This viewpoint presents a structured representation of the strategic objectives and desired outcomes associated with the organization’s AI strategy. It illustrates how enterprise-level AI ambitions are decomposed into measurable objectives that collectively enable the institutionalization and operationalization of AI as a core business capability.
The viewpoint focuses on the cause-and-effect relationships between strategic intent and operational outcomes, providing traceability from high-level AI goals to enabling delivery models, governance structures, and value realization mechanisms.
At the highest level, the viewpoint identifies enterprise AI objectives such as:
• Establishing an Enterprise AI Center of Excellence
• Enabling trustworthy AI at scale
• Operationalizing AI across value streams
• Institutionalizing AI as a core enterprise capability
These objectives are supported by intermediate outcomes, including repeatable AI delivery models, governed AI portfolios, production-grade AI solutions, operationalized MLOps pipelines, and improved decision quality. The viewpoint further emphasizes measurable business value and reduced model risk as critical success factors for sustainable AI adoption.

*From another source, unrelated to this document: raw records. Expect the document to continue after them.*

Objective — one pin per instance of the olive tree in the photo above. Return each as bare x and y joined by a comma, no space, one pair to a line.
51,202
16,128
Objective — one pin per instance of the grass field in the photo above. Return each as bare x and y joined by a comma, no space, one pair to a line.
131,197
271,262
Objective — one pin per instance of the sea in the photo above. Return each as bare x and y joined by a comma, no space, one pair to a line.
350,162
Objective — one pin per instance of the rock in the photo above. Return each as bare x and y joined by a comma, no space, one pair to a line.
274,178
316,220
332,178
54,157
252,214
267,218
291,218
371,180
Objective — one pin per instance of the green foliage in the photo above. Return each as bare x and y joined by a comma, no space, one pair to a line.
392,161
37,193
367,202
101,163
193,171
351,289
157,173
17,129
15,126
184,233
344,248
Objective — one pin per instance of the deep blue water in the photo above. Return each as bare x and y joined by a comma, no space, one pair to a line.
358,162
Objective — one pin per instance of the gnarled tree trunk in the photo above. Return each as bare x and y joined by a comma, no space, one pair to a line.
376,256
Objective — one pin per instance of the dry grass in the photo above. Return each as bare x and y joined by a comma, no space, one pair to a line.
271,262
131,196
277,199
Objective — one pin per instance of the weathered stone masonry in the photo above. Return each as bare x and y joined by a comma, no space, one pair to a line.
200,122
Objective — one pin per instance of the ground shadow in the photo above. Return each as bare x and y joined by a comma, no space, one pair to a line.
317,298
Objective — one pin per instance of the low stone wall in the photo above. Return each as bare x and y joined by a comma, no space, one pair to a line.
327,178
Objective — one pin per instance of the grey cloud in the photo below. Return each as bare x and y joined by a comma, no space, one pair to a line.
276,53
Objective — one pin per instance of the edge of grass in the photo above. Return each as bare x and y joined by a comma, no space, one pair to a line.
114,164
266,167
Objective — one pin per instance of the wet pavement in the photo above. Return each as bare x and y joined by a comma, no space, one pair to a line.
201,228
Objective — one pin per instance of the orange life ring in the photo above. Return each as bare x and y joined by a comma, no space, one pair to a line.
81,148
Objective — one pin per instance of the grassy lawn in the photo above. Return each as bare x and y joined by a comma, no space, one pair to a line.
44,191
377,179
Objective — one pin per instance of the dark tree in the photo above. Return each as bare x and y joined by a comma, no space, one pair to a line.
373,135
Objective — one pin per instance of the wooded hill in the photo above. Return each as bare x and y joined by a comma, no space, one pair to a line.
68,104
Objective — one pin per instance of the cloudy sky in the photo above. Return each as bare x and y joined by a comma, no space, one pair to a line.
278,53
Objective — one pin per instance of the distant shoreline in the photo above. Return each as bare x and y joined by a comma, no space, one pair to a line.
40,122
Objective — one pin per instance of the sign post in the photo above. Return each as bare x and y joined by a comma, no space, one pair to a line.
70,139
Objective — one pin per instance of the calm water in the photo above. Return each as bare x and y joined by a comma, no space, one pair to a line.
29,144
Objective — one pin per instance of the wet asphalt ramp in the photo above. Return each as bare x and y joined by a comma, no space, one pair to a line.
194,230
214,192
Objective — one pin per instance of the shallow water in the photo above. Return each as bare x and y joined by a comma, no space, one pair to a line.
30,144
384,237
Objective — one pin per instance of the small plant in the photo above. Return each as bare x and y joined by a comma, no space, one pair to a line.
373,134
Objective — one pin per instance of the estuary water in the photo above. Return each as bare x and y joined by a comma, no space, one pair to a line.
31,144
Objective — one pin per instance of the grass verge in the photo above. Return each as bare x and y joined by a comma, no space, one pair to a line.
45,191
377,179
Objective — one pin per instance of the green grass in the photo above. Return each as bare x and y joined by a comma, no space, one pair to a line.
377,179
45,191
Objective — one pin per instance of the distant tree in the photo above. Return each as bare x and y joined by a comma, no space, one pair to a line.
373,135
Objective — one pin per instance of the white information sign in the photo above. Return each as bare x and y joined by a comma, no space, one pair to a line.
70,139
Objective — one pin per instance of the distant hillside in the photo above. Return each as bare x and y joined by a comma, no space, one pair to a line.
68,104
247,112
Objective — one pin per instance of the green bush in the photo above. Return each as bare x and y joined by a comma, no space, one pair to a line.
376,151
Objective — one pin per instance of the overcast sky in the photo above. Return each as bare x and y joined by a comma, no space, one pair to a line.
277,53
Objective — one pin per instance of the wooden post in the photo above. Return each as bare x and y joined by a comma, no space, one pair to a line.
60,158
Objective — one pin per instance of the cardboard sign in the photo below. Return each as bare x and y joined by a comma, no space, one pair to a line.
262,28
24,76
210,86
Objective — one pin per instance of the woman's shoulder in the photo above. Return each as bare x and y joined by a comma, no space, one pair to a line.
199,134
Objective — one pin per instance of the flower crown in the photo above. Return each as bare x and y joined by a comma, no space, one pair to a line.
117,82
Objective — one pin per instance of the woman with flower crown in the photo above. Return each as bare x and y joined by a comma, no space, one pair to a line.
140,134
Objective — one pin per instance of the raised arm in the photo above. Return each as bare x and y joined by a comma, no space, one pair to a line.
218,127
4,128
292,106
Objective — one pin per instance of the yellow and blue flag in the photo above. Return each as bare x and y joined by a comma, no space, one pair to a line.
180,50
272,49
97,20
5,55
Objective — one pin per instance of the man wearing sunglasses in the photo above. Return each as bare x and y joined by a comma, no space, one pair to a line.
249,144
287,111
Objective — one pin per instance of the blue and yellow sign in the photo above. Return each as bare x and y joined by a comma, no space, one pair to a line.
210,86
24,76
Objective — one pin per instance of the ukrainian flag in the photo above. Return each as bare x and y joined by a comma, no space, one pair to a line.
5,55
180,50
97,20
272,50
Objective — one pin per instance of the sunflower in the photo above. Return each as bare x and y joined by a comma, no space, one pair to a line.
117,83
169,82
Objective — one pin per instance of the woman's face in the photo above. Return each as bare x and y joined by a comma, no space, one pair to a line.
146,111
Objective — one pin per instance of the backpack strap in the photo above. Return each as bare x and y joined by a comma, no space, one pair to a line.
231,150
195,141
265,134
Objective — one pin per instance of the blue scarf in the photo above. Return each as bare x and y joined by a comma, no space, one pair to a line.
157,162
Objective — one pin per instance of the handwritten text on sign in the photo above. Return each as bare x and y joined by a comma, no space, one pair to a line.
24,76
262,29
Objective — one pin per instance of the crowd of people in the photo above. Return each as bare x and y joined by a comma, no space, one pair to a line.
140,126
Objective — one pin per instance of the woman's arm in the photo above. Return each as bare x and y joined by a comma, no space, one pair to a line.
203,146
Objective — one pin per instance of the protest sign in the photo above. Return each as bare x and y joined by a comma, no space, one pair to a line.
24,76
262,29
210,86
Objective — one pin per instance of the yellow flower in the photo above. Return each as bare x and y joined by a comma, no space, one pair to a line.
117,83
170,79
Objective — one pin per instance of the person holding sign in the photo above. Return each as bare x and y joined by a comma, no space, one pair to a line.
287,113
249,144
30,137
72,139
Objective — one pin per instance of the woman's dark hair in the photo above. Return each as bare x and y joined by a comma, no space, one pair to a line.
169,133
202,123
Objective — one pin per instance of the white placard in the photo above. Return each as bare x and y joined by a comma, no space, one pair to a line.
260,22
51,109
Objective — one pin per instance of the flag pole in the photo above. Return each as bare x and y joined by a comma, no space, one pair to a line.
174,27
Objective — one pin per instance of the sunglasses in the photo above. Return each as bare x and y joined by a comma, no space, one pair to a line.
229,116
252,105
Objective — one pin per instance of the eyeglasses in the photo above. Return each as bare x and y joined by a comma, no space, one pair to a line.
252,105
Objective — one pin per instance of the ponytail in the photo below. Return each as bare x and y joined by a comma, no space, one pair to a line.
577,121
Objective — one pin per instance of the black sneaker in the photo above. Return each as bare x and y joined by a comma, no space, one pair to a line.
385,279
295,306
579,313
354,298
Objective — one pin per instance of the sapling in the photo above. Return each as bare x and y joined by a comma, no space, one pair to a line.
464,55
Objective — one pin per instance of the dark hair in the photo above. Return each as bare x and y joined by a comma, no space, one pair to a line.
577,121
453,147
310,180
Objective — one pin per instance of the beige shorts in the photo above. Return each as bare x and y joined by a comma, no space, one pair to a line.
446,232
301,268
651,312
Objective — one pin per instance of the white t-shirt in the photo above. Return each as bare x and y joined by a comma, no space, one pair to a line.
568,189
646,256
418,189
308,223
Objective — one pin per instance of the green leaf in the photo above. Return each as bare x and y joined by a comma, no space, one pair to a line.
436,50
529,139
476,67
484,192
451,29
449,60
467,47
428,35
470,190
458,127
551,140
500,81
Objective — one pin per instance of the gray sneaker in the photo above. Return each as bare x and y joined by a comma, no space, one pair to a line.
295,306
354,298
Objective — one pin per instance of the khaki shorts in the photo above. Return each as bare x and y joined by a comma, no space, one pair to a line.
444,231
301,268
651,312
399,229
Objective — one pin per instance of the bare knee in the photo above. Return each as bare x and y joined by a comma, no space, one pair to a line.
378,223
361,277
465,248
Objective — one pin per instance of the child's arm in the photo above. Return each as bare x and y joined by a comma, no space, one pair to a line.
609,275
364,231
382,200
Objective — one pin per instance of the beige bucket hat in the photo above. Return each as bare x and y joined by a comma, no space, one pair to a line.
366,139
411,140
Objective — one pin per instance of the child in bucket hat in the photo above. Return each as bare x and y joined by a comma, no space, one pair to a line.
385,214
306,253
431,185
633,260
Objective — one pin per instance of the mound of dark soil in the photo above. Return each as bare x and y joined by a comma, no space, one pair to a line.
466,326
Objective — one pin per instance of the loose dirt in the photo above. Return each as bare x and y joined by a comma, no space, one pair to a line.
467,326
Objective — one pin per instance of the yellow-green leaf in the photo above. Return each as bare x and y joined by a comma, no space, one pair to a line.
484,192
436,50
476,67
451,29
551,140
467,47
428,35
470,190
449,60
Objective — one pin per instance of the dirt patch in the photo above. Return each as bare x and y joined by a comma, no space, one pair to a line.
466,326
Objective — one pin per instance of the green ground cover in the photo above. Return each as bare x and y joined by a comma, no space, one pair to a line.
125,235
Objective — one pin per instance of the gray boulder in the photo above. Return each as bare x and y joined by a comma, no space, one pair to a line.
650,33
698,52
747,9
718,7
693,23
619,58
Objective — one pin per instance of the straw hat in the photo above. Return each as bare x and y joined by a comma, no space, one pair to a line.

By explicitly modeling objectives and outcomes, this viewpoint:
• Enables alignment between AI strategy and enterprise execution
• Supports prioritization of AI initiatives based on business value and risk reduction
• Provides a foundation for defining AI-related capabilities, principles, and requirements
• Facilitates governance, measurement, and continuous improvement of AI investments
This viewpoint is primarily concerned with the strategy and motivation layers of the architecture and precedes capability-based planning, solution design, and implementation. It serves as a bridge between strategic drivers and constraints and the downstream realization of AI capabilities within business and technology architectures.